School of Computing & Smart Systems Institute
National University of Singapore

Abstract

In this paper, we introduce RobiButler, a novel household robotic system that enables multimodal interactions with remote users Building on the advanced communication interfaces, RobiButler allows users to monitor the robot's status, send text or voice instructions, and select target objects by hand pointing. At the core of our system is a high-level behavior module, powered by Large Language Models (LLMs), that interprets multimodal instructions to generate action plans. These plans are composed by a set of open vocabulary primitives supported by Vision Language Models (VLMs) that handle both text and pointing queries.
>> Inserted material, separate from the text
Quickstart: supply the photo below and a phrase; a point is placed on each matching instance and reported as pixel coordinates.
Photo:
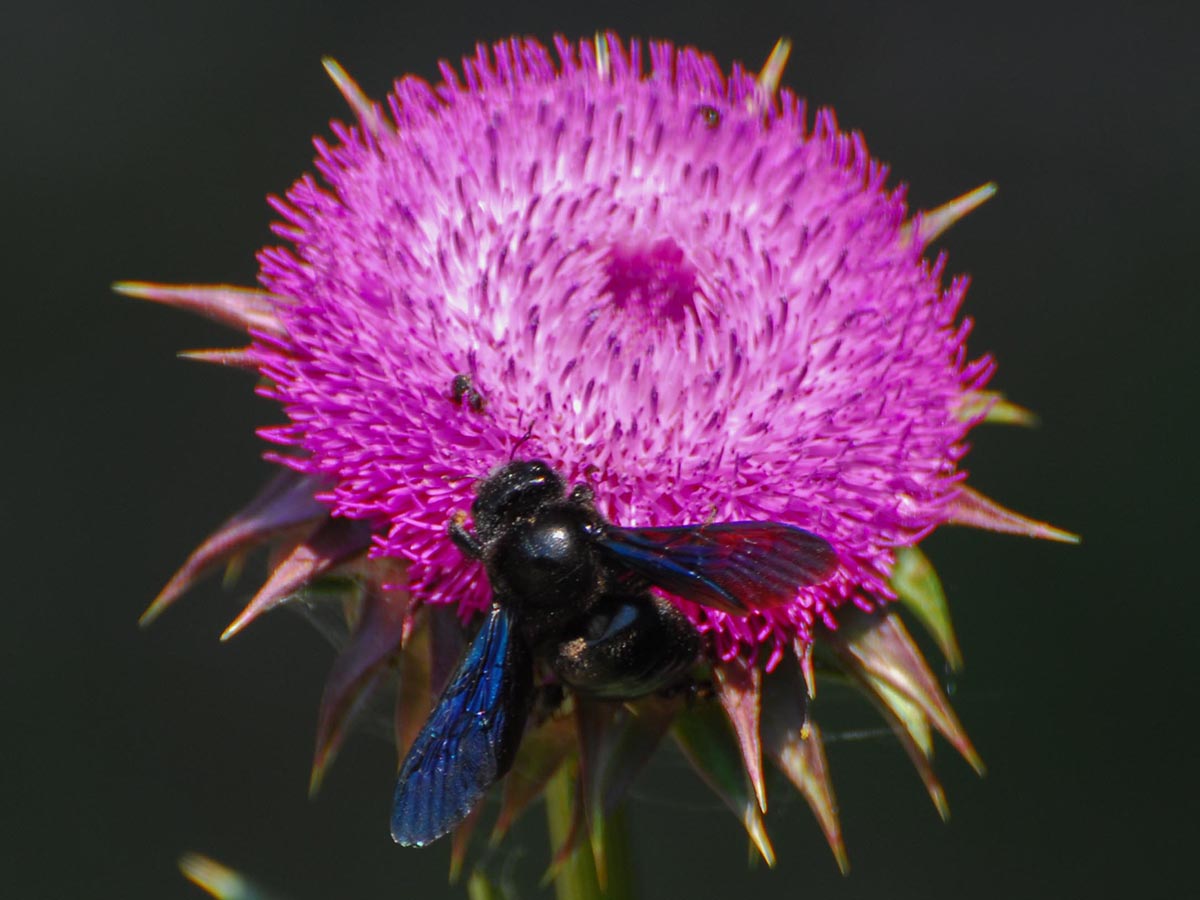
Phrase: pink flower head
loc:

The integration of the above components allows RobiButler to ground remote multimodal instructions in the real-world home environment in a zero-shot manner. We demonstrate the effectiveness and efficiency of this system using a variety of daily household tasks that involve remote users giving multimodal instructions. Additionally, we conducted an intensive user study to deeply analysis how multimodal interaction affects efficiency and user experience during remote human-robot interaction.




Overall Framework

The robot system consists of three components: Communication Interfaces, High-level Behavior Manager, and Fundamental Skills. The Communication Interfaces transmit the inputs received from the remote user to the High-level Behavior Module, which composes the Fundamental Skill to interact with the environment to fulfill the instructions or answer questions.

Framework for RobiButler



Tasks for Experiments



The baselines in Experiment II


Gesture Only

This baseline only uses gesture to interact with the robot. Here we implement several buttons to represent actions.

Voice Only

This baseline only uses voice to interact with the robot. We adopt TIO as the visual grounding module.